Netanyahu has won a fifth term as prime minister of Israel.  On the face of it this is terrible news. Benjamin Netanyahu (“King Bibi” to his supporters) is a right-wing, ultra-nationalist, militarist populist who is the biggest single obstacle to peace in the Middle East. Or is he? And if he is, is that good or bad?

Modern history has shown that the most obstinate political leaders are sometimes the best ones to achieve the required breakthrough compromise.  Richard Nixon’s history as a hardline anti-communist meant that he was the only one who could open the door to Mao’s China. A similar move by a Democrat liberal would have been attacked as a “sell-out”

 It required compromise by hardliners Anwar Sadat and Menahem Begin to end decades of war between Egypt and Israel.  In Northern Ireland tough men Ian Paisley and IRA leader Martin McGuinness were the only two who could have struck a workable compromise.
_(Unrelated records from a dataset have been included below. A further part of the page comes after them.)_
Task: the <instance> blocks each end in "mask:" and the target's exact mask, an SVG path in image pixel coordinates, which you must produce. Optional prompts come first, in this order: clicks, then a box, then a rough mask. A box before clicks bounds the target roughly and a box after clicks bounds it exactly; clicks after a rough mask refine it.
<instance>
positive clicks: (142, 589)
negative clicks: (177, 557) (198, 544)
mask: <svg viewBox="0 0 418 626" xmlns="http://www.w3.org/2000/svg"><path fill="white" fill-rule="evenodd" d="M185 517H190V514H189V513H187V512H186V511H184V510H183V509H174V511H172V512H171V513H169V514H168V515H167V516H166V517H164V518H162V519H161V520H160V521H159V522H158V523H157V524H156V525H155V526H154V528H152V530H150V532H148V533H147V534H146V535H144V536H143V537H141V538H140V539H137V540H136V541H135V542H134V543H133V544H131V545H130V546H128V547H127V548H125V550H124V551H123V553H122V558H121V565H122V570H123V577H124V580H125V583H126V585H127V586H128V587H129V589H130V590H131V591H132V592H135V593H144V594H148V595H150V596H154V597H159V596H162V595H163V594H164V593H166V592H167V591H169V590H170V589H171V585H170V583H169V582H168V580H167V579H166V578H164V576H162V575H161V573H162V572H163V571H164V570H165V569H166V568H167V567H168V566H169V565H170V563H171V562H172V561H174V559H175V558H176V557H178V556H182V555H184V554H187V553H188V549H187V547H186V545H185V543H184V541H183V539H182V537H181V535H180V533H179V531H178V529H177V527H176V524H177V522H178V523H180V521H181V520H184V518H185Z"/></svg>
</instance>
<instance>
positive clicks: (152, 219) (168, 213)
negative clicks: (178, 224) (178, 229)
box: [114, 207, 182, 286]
While Netanyahu has been beavering away at the hustings, Donald Trump’s son-in-law Jared Kushner, and his former lawyer Jason Greenblatt have spent two years hammering out a Middle East peace proposal. The plan is wrapped in the tightest of secrecy cloaks. The only ones who know the details are Kushner, Greenblatt, US Ambassador to Israeli David Friedman and Kushner and Grenblatt’s aide Avi Berkowitz.  President Trump is regularly briefed on the broad brush, but his twittering fingers are kept away from the details.